The establishment of CMEC by Sir Dennis followed the Venice Declaration of June 1980, when the then nine members of the European Economic Community registered their concern over the continued building of settlements in the Occupied Palestinian Territories.

Sir Dennis and other Conservatives also viewed continued settlement building in the Occupied Territories as an obstacle to peace and resolved that the traditional ties and common interests which link Europe to the Middle East obliged them to play a special role in working towards a lasting peace.

Sir Dennis was CMEC's first chairman and a decade later became its president. Knighted in 1988, Sir Dennis was an outspoken critic of certain aspects of the government's foreign policy in the Middle East, not least its decision to lend its support the US bombing of Libya, which was carried out in April 1986 in retaliation for Tripoli-sponsored acts of terrorism.

== Key players at CMEC ==
Many high-profile Conservative parliamentarians and ex-parliamentarians have played key roles for [i]CMEC. These include ex-Chairman Crispin Blunt, MP for Reigate, who served as chairman for many years, Baroness Morris of Bolton OBE and the former Foreign Office Minister the Rt Hon. Sir Alan Duncan KCMG.

Sir Nicholas Soames, the ex-MP for Mid Sussex, is CMEC's long-serving Honorary President. Directors have included Leo Docherty, currently Conservative MP for Aldershot and Minister of State at the Foreign, Commonwealth and Development Office, and Charlotte Leslie, the current incumbent in the post, and the former Conservative MP for Bristol North-West.
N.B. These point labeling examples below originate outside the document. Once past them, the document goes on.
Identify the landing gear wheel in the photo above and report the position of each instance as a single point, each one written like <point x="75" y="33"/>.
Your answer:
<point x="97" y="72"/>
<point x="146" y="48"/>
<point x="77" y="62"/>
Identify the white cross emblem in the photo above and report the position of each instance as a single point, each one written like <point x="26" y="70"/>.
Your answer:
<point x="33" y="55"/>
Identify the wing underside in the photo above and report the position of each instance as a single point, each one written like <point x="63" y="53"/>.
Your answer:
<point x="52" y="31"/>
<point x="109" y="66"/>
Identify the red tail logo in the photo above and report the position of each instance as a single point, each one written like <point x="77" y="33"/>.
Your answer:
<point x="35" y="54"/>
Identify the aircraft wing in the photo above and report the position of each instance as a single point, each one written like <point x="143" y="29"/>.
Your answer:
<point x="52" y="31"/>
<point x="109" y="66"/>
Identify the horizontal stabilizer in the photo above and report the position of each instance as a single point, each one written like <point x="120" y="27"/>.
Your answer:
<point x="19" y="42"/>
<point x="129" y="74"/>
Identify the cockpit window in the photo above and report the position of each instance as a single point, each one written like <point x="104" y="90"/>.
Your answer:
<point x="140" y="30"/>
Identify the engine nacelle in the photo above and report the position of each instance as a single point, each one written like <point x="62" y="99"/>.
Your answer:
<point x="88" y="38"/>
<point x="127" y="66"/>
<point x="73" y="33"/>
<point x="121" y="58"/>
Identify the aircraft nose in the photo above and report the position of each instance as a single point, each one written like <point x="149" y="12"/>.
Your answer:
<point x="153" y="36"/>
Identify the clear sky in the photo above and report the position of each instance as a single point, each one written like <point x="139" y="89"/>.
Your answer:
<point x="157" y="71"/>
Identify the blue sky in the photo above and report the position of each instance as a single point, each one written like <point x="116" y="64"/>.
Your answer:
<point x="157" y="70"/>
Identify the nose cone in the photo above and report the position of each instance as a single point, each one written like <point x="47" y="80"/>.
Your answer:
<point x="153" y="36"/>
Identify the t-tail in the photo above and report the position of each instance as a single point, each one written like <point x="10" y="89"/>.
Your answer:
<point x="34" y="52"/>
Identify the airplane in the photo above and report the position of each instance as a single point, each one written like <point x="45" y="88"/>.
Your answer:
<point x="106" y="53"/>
Other key supporters of CMEC have included The Rt Hon Kwasi Kwarteng MP, appointed as Chancellor of the Exchequer in September 2022, Richard Bacon MP, The Rt Hon Baron Bellingham, The Rt Hon Tobias Ellwood MP, Chairman of the Commons Defence Select Committee, and Phillip Lee, the former Conservative MP for Bracknell, and The Rt Hon Alistair Burt, former Minister of State for the Middle East at the Foreign, Commonwealth and Development Office, and the former MP for North East Bedfordshire.
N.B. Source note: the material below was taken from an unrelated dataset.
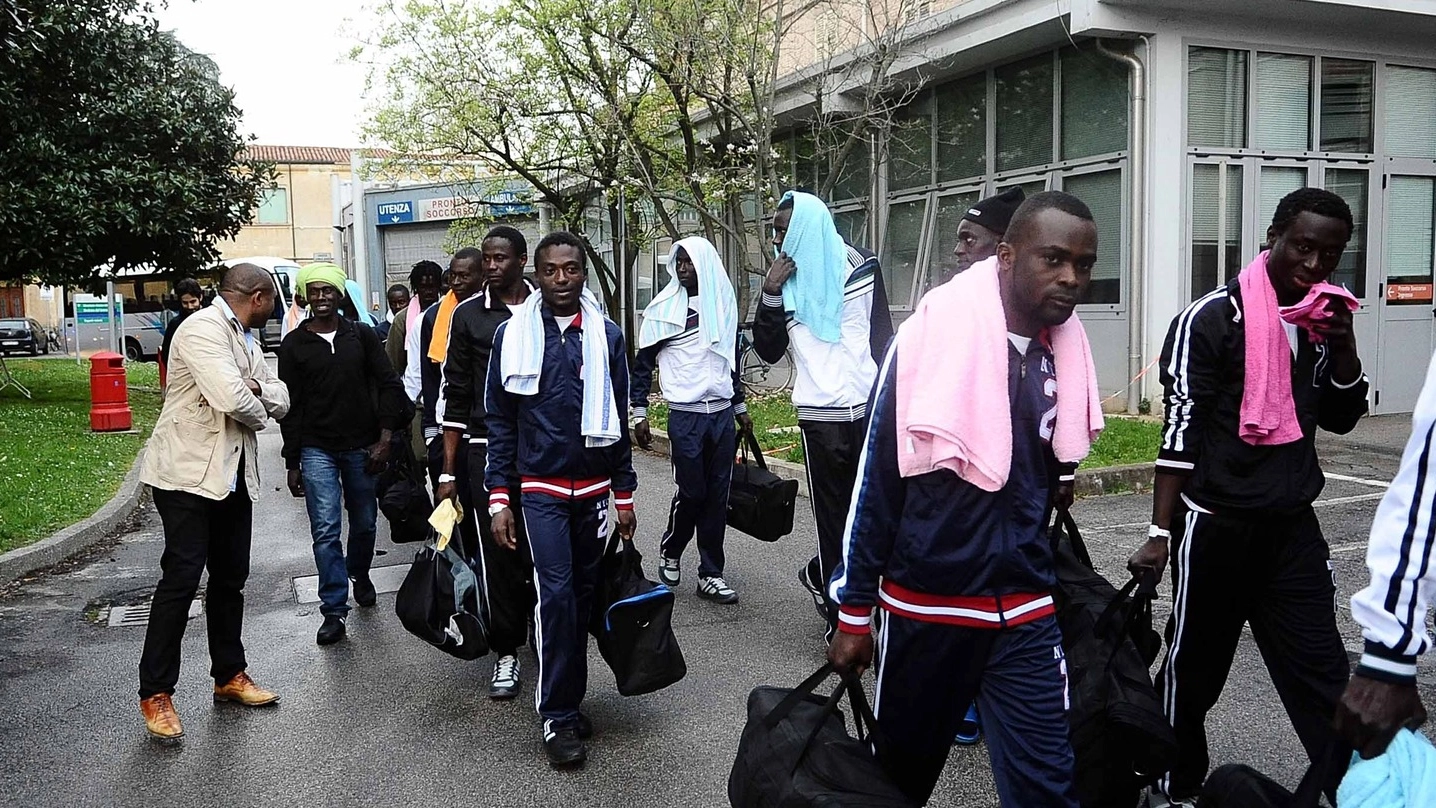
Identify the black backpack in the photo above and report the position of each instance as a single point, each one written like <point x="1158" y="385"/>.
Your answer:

== Continuing role for CMEC ==
In November 2021, CMEC led a delegation of Conservative MPs to the 17th IISS Manama Dialogue in Bahrain, the first such mission since the start of the COVID-19 outbreak. The role of CMEC was possibly best described in a 2016 joint statement by former chairman Sir Alan Duncan KCMG and current Honorary President Sir Nicholas Soames, “CMEC remains committed to engaging Conservative parliamentarians in Middle East issues and ensuring that foreign policy is grounded in a deep understanding of the region.” That remains CMEC's core mission to this day.
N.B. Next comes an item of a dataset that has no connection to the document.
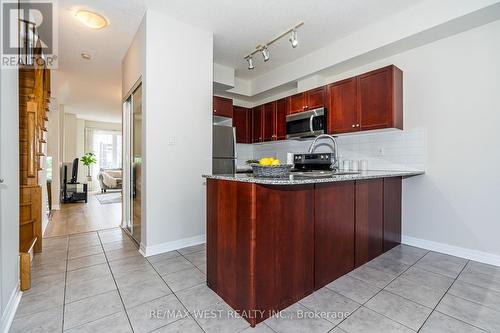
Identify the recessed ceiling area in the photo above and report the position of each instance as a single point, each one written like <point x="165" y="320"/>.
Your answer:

In January 2019, Charlotte Leslie wrote to then Conservative Party Chairman, Brandon Lewis, to inform him that the council was formalising its legal status by becoming a not-for-profit company limited by guarantee. The decision has in no way affected CMEC's close association with the Conservative Party. Its membership has always included non-members of the Conservative Party including academics, journalists, researchers, lawyers, ex-diplomats and retired civil servants and military leaders.

CMEC also provides extensive information about the Middle East and North Africa on its website. Anyone can also subscribe to CMEC's popular Daily Update which keeps subscribers up to date with the main news stories and events across the MENA region.

Other "friends" groups have the same legal status while maintaining close links with the Conservative Party, including the Conservative Friends of Israel, and a large number of other groups associated with the Conservative Party.